Friday, January 27, 2017

Housing

My flat (“apartment” for you Americans) is a studio – not big by any means, but all the room that I could need for the next six months. The head of Daugavpils University’s international student office, Jeļena Tamane, found it by asking around, sent me photos, and asked me if I were interested. Of course I said yes; it was a great relief to know before I left for Latvia that a place would be waiting for me in the city.

I met her and my landlord Jans Rimvids, who is Polish, at the flat on my arrival. I signed the lease – surely the first time I have signed a legal document in Latvian – after they had translated all of it, and there it was! I had an address!

The building itself is not much to look at. Like so many Baltic cities, the charming part of the town is the Old Town, the part that wasn’t destroyed in a war, and in most cities it’s not very big. Typically, the Old Town is surrounded by the real city, where people actually live. I’m lucky in that regard; my building sits on one of the city’s parks, the Old Town is right on the other side. In Daugavpils, Old Town means 19th-century buildings built to a human scale, three or four stories tall at most, vest-pocket parks filled with trees, and the occasional old wooden building in the Russian style, with beautifully carved shutters.

My neighborhood is a set of narrow high rises of about five stories that housed lots of people when there was a huge influx of immigrants from Russia during the “Soviet times” who came – maybe voluntarily, possibly involuntarily as well, so that the Soviet Union could make over Latvia into its own Soviet image by flooding it with its own Russian citizens. (“Soviet times” is a ubiquitous phrase here. I am hearing it a lot.) The flats are smallish, which I expected, though I think it may be more accurate to say that American houses are far, far too large.

Natalija at the USA Info Center here in town called my building a “Krushko.” I’m not sure of the exact spelling of that, but it refers to the fact that it was built during a building boom while Nikita Khrushchev was Soviet premier. Older buildings in town are “Stalkos,” built under Stalin. Given that it was built by the Soviets, and the Soviet Union was not kind to the Baltic states in general, one wants to dislike this housing on general principle. But I can’t; it’s perfectly adequate, generally built sturdily though looking its age, and not unpleasant sitting as it does among very tall trees.
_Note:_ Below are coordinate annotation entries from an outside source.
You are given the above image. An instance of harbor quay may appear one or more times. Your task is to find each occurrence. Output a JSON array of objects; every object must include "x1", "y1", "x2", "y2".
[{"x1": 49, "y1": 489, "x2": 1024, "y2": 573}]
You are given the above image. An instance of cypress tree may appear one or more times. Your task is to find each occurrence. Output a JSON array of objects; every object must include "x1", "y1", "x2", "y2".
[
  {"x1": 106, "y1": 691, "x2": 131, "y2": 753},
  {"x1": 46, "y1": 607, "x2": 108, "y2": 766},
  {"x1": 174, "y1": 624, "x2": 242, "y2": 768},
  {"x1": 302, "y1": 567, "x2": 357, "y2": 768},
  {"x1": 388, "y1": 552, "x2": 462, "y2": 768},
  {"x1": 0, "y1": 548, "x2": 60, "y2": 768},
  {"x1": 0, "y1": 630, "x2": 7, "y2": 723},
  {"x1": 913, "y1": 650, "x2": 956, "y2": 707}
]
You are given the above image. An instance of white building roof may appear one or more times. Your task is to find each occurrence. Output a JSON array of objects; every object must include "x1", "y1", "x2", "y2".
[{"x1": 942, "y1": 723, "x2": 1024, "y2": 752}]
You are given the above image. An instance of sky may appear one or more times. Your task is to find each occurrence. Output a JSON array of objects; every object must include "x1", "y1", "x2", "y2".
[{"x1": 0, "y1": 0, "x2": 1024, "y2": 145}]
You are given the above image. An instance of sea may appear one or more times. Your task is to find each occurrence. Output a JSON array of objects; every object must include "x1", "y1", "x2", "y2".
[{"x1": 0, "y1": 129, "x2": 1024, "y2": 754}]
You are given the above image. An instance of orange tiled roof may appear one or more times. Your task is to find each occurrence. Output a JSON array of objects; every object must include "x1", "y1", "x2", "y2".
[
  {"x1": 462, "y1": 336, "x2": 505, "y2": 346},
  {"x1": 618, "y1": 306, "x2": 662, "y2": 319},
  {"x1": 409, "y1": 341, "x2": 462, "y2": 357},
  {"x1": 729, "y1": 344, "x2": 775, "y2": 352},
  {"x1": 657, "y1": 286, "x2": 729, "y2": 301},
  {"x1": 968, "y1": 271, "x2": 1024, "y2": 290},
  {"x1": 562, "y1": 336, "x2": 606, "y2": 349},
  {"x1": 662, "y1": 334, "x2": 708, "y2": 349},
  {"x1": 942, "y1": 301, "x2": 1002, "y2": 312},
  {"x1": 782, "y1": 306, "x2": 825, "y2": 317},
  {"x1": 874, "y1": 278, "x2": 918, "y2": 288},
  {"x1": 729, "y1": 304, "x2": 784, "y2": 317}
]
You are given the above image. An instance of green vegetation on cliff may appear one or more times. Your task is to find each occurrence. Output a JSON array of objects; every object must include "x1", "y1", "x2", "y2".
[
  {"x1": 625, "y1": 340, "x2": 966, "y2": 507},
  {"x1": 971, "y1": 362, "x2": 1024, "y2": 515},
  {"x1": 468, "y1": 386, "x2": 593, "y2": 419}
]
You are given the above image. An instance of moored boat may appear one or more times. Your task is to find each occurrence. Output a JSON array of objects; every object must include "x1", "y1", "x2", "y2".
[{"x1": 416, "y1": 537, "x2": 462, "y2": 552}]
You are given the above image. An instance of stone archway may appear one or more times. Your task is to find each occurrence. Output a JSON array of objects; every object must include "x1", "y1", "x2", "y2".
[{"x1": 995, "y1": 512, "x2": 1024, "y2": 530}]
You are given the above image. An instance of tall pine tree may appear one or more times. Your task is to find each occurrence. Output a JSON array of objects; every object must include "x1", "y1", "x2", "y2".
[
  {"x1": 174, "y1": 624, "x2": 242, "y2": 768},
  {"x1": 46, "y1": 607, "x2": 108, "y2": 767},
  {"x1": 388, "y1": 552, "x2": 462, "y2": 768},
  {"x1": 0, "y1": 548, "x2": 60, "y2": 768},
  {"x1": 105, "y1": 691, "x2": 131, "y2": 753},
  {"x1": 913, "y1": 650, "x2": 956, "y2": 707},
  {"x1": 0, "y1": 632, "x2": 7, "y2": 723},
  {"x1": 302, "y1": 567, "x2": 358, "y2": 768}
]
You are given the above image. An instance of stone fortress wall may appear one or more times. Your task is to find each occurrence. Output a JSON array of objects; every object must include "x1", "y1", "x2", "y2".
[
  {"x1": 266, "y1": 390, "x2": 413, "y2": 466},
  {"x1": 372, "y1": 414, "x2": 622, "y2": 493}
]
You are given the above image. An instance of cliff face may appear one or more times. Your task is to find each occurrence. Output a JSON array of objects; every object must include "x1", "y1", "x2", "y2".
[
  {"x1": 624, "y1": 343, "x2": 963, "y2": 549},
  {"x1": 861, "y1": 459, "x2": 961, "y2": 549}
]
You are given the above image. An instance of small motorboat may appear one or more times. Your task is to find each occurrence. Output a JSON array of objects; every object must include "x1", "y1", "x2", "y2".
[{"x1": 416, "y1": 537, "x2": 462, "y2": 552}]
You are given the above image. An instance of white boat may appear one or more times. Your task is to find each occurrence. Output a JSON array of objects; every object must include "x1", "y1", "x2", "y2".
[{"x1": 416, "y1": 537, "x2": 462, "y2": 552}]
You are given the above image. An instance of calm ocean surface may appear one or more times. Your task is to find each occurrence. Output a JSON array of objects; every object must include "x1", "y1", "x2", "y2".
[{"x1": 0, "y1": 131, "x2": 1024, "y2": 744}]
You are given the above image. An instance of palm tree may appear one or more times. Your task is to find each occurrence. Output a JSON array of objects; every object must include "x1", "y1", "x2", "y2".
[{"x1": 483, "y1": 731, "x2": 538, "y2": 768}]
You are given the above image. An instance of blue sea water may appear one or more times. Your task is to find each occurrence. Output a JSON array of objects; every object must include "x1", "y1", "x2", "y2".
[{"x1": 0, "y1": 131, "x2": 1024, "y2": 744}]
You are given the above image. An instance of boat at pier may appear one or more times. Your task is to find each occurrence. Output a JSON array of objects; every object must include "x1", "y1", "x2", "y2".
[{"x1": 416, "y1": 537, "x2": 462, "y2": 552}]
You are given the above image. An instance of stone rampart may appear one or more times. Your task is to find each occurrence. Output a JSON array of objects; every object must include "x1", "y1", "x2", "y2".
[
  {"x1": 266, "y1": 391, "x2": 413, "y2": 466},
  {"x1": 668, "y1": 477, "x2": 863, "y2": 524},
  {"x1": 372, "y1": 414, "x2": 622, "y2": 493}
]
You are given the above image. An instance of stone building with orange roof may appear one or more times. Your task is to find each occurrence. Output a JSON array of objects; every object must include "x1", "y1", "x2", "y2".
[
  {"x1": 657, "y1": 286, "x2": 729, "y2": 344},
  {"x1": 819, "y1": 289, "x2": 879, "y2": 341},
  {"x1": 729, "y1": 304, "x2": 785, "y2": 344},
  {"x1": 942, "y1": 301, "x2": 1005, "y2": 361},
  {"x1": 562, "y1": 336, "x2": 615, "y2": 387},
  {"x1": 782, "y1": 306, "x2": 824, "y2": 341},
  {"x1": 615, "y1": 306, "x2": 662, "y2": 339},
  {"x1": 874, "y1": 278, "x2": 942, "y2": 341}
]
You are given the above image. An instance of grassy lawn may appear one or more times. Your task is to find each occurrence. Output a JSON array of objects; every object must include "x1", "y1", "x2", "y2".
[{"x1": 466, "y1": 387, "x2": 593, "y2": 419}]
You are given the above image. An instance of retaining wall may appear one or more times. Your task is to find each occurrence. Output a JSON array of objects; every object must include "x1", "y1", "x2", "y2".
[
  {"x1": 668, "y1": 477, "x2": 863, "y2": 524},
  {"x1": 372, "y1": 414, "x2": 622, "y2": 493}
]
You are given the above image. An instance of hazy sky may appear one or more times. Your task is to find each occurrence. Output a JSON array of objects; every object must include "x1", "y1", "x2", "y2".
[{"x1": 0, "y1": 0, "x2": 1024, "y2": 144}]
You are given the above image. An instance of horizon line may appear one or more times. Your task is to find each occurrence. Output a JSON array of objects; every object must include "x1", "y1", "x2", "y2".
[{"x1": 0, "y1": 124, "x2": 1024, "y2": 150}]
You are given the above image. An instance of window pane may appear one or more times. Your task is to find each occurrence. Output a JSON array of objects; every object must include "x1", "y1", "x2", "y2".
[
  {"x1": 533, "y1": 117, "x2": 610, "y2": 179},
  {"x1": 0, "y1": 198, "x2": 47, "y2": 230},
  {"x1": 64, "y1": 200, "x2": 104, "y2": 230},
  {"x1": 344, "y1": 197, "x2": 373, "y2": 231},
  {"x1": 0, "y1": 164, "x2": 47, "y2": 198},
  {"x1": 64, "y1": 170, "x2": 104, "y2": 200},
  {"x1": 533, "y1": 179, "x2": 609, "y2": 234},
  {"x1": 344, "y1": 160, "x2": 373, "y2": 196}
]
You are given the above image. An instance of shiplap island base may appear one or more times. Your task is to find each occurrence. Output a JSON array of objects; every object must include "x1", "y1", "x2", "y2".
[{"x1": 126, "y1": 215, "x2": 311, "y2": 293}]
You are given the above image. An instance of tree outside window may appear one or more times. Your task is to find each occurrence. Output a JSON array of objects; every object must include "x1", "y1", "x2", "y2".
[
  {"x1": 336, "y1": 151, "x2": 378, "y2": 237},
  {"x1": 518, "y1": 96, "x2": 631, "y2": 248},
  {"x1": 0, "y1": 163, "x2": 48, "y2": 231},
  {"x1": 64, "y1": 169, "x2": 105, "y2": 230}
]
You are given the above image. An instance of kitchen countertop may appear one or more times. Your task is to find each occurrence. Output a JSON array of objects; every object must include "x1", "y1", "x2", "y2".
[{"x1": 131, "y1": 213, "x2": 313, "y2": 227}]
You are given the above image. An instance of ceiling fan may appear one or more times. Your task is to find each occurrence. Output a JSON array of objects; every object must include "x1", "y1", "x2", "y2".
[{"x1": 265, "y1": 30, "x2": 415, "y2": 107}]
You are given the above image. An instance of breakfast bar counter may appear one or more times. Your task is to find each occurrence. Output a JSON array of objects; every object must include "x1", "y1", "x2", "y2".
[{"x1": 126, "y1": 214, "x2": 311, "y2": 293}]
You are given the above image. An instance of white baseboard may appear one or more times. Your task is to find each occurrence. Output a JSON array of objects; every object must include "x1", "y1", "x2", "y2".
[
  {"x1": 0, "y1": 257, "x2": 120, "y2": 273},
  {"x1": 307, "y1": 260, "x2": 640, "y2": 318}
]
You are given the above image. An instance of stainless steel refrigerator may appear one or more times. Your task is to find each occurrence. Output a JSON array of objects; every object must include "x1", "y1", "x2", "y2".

And appearances are deceiving. From the outside, these buildings don’t look like much, and some of them are in fact downright ugly: crumbling concrete, peeling paint, cheap finishes. On the inside, however, their occupants turn them into very cozy, very comfortable homes. I remember walking up the concrete steps to my flat once I was inside the building, the stairwell stale with the sour smell of winter air that hadn’t circulated for far too long, and dark paint peeling off the walls. And then I got in the apartment, all new and bright and decked out with cheery, simple IKEA furniture. The contrast was startling.

And one has to give the Soviets credit. For all their hypocrisy, their insistence that the Baltic states didn’t really exist until they were “liberated” by the USSR, and that they existed to feed and provide for Moscow, you have to give them one thing: they sure knew how to house large masses of people.